Com apenas seis parlamentares no Congresso, o Partido Novo conquistou espaço de destaque na Comissão Parlamentar Mista de Inquérito (CPMI) do INSS. Três integrantes da legenda ocupam cadeiras de titulares e um atua como suplente, o que representa 67% da bancada diretamente envolvida nos trabalhos de investigação sobre fraudes previdenciárias.
Presença ampliada na comissão
A formação atual do Novo é composta pelos deputados Marcel van Hattem (RS), Adriana Ventura (SP), Gilson Marques (SC), Luiz Lima (RJ) e Ricardo Salles (SP), além do senador Eduardo Girão (CE). Na CPMI, van Hattem, Adriana Ventura e Girão figuram como titulares, enquanto Luiz Lima atua como suplente.
Instalada com 31 nomes – 15 senadores e 16 deputados –, a CPMI é presidida pelo senador Carlos Viana (Podemos-MG) e tem relatoria do deputado Alfredo Gaspar (União-AL), ambos da oposição. A distribuição de cadeiras favoreceu siglas de centro-direita e direita, abrindo espaço para o Novo assumir papel relevante mesmo com bancada reduzida.
O presidente nacional do partido, Eduardo Ribeiro, atribuiu a nomeação dos quatro parlamentares a um “reconhecimento da capacidade de fiscalização” da legenda. Segundo ele, a sigla pretende adotar postura de fiscalização “implacável”, sem concessões a interesses políticos ou partidários.

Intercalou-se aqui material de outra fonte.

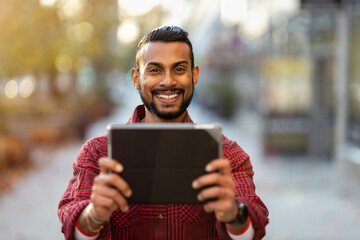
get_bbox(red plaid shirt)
[58,105,268,240]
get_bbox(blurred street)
[0,88,360,240]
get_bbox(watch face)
[238,203,249,224]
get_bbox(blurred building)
[183,0,360,189]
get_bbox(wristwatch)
[225,201,249,224]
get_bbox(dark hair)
[136,26,194,70]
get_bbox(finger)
[197,186,235,202]
[205,158,231,175]
[90,194,119,215]
[93,185,128,212]
[99,157,124,173]
[192,173,235,189]
[204,199,233,213]
[93,173,132,197]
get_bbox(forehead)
[140,41,191,65]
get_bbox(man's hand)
[192,159,237,222]
[78,158,132,234]
[192,159,248,233]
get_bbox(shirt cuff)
[225,216,255,240]
[74,220,100,240]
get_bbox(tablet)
[108,123,222,204]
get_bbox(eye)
[149,68,160,72]
[175,67,185,72]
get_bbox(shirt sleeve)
[216,137,269,240]
[58,138,110,240]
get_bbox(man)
[58,26,268,239]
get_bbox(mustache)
[151,88,185,94]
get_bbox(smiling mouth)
[155,93,180,100]
[153,89,184,101]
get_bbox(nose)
[159,72,176,88]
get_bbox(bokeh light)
[4,79,19,99]
[40,0,56,7]
[76,67,95,94]
[66,22,94,43]
[116,20,139,44]
[19,76,35,98]
[55,54,73,73]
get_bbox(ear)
[193,66,199,87]
[131,68,140,90]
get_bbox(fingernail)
[123,205,129,212]
[126,189,132,197]
[205,164,212,172]
[116,164,123,172]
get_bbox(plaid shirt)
[58,105,268,240]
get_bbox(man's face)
[132,41,198,120]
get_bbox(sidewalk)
[0,88,360,240]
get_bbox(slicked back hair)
[136,26,194,71]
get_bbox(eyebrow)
[146,60,189,68]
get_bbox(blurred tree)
[0,0,65,83]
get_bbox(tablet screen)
[109,123,222,204]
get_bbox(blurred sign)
[300,0,344,9]
[300,0,360,9]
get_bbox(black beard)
[139,86,194,120]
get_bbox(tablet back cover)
[109,124,222,204]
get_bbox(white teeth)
[157,94,179,99]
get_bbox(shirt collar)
[127,105,193,124]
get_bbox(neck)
[141,107,186,123]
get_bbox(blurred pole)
[335,6,350,163]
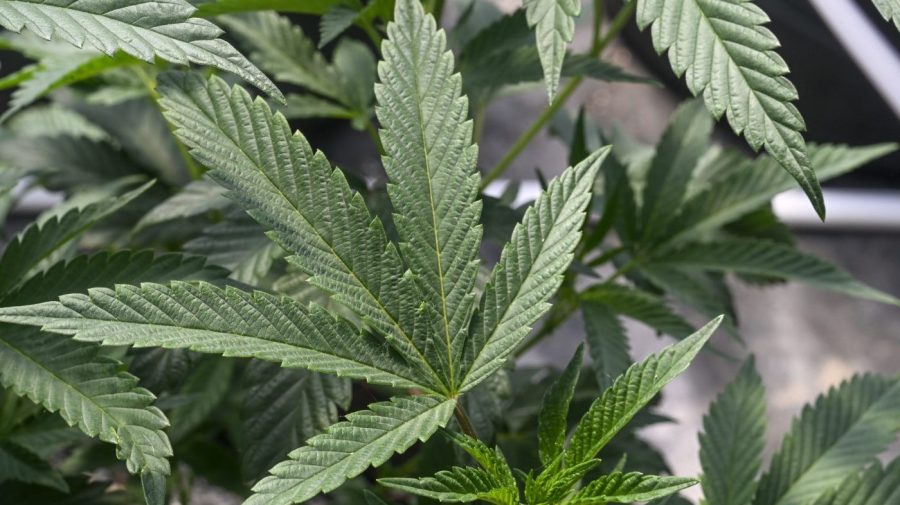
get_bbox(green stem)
[453,400,478,439]
[481,1,634,189]
[133,65,203,181]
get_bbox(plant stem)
[453,401,478,439]
[481,1,634,190]
[134,65,203,181]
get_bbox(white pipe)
[484,180,900,231]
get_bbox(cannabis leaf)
[566,316,722,464]
[524,0,581,102]
[0,0,284,100]
[244,396,456,505]
[872,0,900,30]
[700,358,766,505]
[636,0,825,219]
[462,148,609,391]
[812,458,900,505]
[753,375,900,505]
[0,281,424,388]
[375,1,481,386]
[569,472,697,505]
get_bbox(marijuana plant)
[0,0,900,505]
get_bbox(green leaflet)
[0,0,284,100]
[568,472,697,505]
[0,324,172,474]
[651,239,900,305]
[538,345,584,466]
[462,148,609,391]
[524,0,581,102]
[0,281,426,388]
[565,316,722,466]
[700,358,766,505]
[244,396,456,505]
[872,0,900,30]
[812,458,900,505]
[753,375,900,505]
[160,70,444,390]
[240,360,351,480]
[375,0,481,387]
[0,181,153,294]
[636,0,825,219]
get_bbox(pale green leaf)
[0,282,427,389]
[240,360,351,480]
[753,375,900,505]
[812,458,900,505]
[581,284,694,338]
[461,148,609,390]
[0,181,153,293]
[0,0,283,99]
[567,472,697,505]
[160,74,444,390]
[538,345,584,466]
[566,316,721,465]
[872,0,900,30]
[651,239,900,305]
[524,0,581,102]
[244,396,456,505]
[635,0,825,219]
[0,324,172,474]
[581,301,632,389]
[375,0,481,386]
[700,358,766,505]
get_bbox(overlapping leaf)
[700,359,766,505]
[375,0,481,385]
[636,0,825,218]
[244,396,456,505]
[462,148,609,390]
[753,375,900,505]
[0,0,282,98]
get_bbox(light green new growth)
[524,0,581,102]
[635,0,825,219]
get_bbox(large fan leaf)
[375,0,481,385]
[636,0,825,218]
[245,396,456,505]
[0,182,153,293]
[700,359,766,505]
[0,325,172,474]
[160,74,443,389]
[653,239,900,305]
[813,458,900,505]
[568,472,697,505]
[240,361,351,480]
[566,317,721,466]
[0,0,283,99]
[461,148,609,390]
[0,282,426,389]
[753,375,900,505]
[525,0,581,101]
[581,284,694,338]
[0,251,228,307]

Foco em responsabilizar fraudadores
Os integrantes do Novo defendem que a comissão avance rapidamente em quebras de sigilo bancário, telefônico e fiscal de pessoas e entidades apontadas pela Polícia Federal. A corporação estima que aproximadamente R$ 6,3 bilhões tenham sido desviados de aposentados e pensionistas entre 2019 e 2024, com cerca de 60% do montante movimentado por sindicatos e associações durante a atual gestão federal.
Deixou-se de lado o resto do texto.